Bologna, wo Nebrija 1465-1470 an der spanischen Fakultät studierte, lehrte und forschte, war damals sozusagen die Schreib- und Studierstube der italienischen und europäischen Renaissance. Hier herrschte freie Luft zu atmen, fand sich Nebrija unter klugen freien Geistern wieder, während sein Land zwar physisch in neue Welten aufbrach, rechtlich, geistig und moralisch aber in ein tiefes Mittelalter verfiel. Das spanische Paradoxon.
Nach Bologna und dem internationalen Austausch kam das andere Extrem: Fast 12 Jahre zieht sich der Gelehrte in die Stille der Extremadura zurück, um seine Hauptwerke zu verfassen. Er schuf dort die erste Grammatik, die das Kastillische als eigenständige Sprache definierte, unter wissenschaftlicher Systematik und nicht als Produkt des Zufalls und der Straße. Sich dabei aber - neben dem Primat des Lateins als "überlegener Sprache" - auch an der gelebten Praxis orientiert zu haben, dem Volk aufs Maul zu schauen, statt ihm einen akademischen Maulkorb überzustülpen, ist das Verdienst Nebrijas.
Er wurde so über den Linguisten hinaus zum Humanisten, auch nach außerakademischen Kriterien. Satzbau und Satzteile, grammatikalische Formen, Deklinationen, Artikel, Präpositionen, Orthograohie, Sytnax definierte Nebrija so, dass sie bis heute für viele europäische Sprachen Gültigkeit behielten. Aufbauend auf den großen Grammatikern der Antike, sorgte er für sprachliche Ordnung im Vielvölkerstaat. Und er verschaffte den Spaniern mit der endgültigen Verankerung des Buchstaben ñ, der zuvor vor allem als Abkürzung für Doppelbuchstaben diente, eine unverwechselbare Sprach-Marke. Spanien machte die Welle.

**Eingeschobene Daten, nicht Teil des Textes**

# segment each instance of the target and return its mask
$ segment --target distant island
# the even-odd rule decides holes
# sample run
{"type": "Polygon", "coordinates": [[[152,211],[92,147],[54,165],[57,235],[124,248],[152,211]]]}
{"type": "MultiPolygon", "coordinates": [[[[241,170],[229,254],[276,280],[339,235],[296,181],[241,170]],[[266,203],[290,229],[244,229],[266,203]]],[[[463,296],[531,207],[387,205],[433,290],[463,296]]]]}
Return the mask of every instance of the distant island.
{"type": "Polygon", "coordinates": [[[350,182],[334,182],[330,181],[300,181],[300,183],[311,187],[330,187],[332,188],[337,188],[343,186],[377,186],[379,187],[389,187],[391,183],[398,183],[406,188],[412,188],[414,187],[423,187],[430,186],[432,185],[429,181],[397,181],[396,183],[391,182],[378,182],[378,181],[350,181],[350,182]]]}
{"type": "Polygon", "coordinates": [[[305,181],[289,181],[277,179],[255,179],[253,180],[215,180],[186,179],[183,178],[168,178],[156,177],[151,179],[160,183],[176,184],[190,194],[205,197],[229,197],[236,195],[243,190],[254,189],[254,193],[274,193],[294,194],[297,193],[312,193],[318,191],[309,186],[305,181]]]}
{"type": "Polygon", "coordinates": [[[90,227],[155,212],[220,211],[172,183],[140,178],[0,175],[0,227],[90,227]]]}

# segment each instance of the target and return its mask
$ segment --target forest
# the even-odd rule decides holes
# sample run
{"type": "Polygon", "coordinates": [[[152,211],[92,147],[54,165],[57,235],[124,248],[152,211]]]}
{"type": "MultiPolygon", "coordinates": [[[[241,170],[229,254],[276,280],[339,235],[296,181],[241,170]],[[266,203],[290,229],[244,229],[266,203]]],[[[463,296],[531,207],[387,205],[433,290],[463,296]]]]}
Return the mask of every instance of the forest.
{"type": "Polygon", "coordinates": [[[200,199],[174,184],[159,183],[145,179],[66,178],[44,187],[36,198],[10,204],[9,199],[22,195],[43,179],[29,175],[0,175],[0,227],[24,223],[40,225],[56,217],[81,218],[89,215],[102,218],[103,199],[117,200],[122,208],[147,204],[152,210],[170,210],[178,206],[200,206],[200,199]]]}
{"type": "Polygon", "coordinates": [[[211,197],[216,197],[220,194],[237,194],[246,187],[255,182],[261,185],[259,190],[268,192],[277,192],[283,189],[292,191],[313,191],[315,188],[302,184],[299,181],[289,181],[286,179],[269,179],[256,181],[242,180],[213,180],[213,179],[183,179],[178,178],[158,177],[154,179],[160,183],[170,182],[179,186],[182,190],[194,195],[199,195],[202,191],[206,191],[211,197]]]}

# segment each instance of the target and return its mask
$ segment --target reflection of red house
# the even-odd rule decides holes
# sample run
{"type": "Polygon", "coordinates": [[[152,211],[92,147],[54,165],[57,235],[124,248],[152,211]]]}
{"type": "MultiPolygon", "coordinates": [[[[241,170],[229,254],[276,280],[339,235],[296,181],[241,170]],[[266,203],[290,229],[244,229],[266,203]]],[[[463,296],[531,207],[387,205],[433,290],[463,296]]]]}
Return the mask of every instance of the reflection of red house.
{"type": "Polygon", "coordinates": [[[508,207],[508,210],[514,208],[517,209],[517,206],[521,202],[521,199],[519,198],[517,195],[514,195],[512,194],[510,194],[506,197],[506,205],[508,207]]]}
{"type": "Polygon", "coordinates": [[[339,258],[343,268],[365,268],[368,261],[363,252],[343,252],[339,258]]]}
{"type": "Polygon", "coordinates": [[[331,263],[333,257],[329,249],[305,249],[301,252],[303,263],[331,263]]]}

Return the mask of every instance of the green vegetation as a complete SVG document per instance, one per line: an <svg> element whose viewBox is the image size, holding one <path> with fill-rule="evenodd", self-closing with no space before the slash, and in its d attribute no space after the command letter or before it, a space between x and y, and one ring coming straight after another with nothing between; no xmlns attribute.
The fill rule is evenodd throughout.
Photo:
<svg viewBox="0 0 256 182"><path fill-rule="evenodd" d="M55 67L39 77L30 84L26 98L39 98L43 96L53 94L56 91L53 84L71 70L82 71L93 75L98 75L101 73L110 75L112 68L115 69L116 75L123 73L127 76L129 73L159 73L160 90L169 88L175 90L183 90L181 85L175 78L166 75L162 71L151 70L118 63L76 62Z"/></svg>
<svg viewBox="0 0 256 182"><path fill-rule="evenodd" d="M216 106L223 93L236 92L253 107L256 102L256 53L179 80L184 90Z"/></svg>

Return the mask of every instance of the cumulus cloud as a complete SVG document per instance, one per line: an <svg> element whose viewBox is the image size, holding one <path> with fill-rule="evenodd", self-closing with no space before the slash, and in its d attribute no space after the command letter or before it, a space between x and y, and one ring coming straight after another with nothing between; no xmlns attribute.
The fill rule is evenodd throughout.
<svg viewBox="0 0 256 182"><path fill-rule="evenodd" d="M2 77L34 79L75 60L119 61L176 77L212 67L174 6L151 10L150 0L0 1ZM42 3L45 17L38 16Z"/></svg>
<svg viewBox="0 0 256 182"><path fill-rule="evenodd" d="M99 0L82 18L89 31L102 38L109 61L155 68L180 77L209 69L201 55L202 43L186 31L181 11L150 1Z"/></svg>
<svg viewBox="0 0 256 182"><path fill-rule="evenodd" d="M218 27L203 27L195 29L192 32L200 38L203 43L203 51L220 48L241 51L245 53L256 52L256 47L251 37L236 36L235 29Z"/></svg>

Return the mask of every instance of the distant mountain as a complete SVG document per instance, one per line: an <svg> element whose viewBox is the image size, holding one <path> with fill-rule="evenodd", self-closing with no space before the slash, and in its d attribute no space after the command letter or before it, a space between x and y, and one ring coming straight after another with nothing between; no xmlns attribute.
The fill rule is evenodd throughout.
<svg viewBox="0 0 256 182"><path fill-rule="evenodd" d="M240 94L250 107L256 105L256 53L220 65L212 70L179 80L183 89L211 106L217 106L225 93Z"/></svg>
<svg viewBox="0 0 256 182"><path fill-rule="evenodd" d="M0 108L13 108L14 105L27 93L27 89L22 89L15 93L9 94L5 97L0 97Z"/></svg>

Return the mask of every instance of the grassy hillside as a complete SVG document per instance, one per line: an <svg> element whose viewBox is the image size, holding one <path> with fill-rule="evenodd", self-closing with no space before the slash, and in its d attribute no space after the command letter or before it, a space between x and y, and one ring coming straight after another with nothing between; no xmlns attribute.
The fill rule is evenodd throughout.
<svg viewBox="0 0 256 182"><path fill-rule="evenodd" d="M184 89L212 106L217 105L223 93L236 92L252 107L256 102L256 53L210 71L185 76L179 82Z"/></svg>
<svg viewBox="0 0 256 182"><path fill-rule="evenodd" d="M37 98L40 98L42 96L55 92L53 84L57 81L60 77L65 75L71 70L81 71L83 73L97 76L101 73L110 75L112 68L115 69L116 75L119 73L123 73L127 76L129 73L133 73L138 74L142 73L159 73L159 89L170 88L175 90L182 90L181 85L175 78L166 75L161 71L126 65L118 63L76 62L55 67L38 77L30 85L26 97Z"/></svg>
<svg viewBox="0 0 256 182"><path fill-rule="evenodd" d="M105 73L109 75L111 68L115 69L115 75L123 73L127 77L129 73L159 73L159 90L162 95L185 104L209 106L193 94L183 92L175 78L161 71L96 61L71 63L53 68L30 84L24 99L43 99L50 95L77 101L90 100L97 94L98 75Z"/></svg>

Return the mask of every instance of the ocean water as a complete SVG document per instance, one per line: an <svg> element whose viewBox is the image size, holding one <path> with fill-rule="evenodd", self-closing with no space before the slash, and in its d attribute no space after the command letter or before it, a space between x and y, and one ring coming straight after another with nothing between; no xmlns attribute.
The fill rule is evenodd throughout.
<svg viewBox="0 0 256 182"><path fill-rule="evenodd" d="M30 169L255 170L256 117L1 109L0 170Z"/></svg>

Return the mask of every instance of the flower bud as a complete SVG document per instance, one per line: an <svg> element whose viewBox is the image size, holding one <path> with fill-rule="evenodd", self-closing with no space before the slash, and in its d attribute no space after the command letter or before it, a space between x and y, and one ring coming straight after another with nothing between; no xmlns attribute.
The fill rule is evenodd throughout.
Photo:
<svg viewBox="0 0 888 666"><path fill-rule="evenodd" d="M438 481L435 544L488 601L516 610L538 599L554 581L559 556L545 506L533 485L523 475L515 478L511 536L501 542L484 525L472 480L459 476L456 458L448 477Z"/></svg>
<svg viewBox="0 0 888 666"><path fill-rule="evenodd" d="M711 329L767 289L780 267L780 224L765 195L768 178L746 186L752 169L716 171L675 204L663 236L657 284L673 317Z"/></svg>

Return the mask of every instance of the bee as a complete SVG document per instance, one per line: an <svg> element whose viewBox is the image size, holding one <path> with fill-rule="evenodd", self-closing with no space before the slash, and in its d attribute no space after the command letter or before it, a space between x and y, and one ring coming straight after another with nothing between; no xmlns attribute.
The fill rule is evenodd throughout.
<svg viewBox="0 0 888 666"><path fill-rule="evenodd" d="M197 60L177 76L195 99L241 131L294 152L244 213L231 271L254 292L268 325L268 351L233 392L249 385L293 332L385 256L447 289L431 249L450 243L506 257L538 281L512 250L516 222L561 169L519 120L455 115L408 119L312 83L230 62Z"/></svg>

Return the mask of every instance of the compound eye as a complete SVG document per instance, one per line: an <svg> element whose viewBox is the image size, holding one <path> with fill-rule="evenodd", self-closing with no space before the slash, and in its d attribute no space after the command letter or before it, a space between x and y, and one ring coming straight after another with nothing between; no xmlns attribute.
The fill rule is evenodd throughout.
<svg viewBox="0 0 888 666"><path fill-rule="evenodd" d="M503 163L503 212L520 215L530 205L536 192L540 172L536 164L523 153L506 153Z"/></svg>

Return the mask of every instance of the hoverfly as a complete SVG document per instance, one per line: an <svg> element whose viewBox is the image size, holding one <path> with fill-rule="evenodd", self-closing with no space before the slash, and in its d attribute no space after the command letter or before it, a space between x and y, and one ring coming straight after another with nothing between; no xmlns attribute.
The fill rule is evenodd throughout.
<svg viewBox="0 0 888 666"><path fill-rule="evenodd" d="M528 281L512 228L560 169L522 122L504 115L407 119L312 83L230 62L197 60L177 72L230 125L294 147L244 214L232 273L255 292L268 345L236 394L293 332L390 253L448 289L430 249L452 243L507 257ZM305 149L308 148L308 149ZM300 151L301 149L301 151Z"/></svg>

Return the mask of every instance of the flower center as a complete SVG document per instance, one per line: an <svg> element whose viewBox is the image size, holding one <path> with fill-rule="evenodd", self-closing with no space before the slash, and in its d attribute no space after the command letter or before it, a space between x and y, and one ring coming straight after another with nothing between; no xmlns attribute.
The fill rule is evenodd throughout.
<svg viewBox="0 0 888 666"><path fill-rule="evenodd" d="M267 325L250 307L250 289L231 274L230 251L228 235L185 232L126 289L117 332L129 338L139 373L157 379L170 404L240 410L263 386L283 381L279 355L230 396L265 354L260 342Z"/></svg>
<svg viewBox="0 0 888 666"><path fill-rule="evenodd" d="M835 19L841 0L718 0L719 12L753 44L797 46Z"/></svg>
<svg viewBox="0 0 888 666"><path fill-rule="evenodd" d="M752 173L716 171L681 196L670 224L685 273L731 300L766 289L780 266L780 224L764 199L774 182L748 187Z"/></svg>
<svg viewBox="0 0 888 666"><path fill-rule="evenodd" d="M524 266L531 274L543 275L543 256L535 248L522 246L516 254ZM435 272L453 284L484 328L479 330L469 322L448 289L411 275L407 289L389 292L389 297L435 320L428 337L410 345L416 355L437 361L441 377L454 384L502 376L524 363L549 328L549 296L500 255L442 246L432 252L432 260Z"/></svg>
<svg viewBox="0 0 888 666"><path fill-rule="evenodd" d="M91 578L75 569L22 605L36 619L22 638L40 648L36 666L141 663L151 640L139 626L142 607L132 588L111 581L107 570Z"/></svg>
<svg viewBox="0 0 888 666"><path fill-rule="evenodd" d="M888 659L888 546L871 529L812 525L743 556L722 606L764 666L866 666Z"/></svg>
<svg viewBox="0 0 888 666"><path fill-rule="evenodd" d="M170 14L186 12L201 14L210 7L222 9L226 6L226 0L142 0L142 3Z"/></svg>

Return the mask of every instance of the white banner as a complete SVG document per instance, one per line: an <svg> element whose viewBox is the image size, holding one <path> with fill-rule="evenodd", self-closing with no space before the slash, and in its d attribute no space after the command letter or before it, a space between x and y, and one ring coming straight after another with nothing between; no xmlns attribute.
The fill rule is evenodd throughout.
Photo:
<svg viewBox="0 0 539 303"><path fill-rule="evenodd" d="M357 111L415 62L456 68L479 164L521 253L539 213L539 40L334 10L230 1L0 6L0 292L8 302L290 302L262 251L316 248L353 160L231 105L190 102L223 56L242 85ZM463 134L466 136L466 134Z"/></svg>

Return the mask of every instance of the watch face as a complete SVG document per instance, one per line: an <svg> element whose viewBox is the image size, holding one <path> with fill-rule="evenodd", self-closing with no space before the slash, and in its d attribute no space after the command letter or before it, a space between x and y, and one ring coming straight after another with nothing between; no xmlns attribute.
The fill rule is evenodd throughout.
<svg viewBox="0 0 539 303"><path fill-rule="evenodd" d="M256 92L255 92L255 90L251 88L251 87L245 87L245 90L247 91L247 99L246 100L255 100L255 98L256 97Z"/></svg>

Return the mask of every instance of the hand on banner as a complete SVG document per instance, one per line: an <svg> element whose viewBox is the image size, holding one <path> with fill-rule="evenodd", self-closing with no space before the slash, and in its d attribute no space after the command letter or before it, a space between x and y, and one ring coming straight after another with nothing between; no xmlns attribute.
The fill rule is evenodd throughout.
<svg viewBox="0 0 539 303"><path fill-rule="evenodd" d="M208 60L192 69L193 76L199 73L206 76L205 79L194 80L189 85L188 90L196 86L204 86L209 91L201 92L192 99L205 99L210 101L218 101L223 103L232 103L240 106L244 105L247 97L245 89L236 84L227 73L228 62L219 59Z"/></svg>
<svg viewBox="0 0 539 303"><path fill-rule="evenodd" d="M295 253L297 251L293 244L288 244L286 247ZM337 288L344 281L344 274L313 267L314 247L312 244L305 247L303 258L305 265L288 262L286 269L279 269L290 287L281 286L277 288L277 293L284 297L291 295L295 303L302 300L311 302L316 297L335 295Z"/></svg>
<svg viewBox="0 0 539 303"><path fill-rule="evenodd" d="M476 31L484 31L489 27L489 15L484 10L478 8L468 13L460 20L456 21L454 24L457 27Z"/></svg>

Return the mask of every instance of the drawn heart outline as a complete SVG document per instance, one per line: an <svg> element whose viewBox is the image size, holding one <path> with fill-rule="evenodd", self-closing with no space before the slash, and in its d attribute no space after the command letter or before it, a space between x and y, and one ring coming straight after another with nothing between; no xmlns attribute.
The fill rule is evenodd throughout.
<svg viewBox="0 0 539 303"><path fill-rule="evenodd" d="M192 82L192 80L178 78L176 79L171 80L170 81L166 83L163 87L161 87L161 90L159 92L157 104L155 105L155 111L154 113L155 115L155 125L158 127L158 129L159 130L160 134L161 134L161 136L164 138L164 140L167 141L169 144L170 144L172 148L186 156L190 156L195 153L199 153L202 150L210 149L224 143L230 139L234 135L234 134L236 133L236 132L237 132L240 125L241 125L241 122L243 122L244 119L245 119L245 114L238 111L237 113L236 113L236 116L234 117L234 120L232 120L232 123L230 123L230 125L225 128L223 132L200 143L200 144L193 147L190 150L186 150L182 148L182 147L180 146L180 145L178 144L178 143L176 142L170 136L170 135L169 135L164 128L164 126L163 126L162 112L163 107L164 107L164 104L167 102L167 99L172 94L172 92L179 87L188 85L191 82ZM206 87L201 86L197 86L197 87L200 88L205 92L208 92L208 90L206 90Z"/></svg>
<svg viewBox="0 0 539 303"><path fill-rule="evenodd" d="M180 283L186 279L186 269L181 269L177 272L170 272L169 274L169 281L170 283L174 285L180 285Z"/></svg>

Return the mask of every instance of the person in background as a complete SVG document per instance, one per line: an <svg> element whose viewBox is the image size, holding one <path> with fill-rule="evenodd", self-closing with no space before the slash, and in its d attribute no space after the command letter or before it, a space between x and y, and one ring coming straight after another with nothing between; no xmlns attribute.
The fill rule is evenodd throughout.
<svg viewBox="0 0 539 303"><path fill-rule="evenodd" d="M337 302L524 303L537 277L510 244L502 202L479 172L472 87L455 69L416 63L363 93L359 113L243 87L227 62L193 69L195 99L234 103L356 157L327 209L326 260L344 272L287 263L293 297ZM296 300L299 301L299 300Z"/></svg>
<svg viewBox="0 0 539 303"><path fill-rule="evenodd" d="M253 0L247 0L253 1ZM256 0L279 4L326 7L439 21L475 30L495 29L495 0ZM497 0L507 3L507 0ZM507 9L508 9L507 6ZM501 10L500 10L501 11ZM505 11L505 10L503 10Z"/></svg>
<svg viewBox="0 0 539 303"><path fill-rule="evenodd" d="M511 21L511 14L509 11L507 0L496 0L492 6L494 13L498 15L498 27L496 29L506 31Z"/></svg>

Es ist auch Nebrija zu verdanken, dass mehrere tausend arabische Begriffe, die bei den Mozarabern, also den unter den Arabern lebenden Christen und den Konvertiten noch lange nach Ende der "Reconquista" zum Alltag gehörten, bis heute im Spanischen überdauerten, organischer Teil ihrer Sprache und ein Spezifikum des Spanischen wurden. Daher konnte er die Grammatik auch nicht ohne Wöterbücher stehen lassen. Es gab zwar schon einige davon vor ihm, unter anderem von Alfonso de Palencia, die aber grobe Mängel und Lücken aufwiesen, die spanische Sprache mehr zensierten als sie darstellten und ordneten. Vor allem fehlte der verbindliche Bezug zur lateinischen Entsprechung. Die lieferte Nebrija.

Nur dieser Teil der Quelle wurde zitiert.